Cooking at Extreme Altitudes
- At extreme altitudes (above 18,000 ft), a typical backpacking cook-set is not going to reach a temperature high enough to cook a hot meal. To compensate for the lower boiling point of water, the cooking time must be increased to such an extent that it is impractical. And turning up the heat will not help cook food faster. No matter how high the cooking temperature, water cannot exceed its own boiling point — unless a pressure cooker is used. Portable pressure cookers boil water at a temperature high enough to soften dried foods and a hot meal can be enjoyed. A pressure cooker works by trapping the steam that escapes from the boiling water, thereby raising the pressure so that the water boils at a higher temperature. A typical pressure cooker applies 15 pounds of pressure, which rises the boiling point of water to 250 degrees F (121 degrees C) at sea level. Look for small, lightweight pressure cookers that are designed for mountain climbers.

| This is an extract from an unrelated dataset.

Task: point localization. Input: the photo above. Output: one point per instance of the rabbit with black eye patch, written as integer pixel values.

- Can adding salt speed up water boil time? Salt can help shorten cooking time, but only minimally. In fact, salt, sugar, and practically any other water-soluble substance increases density, which elevates the boiling point (so it boils at a higher temperature) and, therefore, shortens cooking time. This may seem like a solution for elevating the boil temperature at higher elevations, but the effect of salt is negligible. The difference in temperature between unsalted and salted water at culinary concentrations (i.e. one teaspoon of salt per quart of water) is about 1°, which is barely noticeable or beneficial at high altitudes.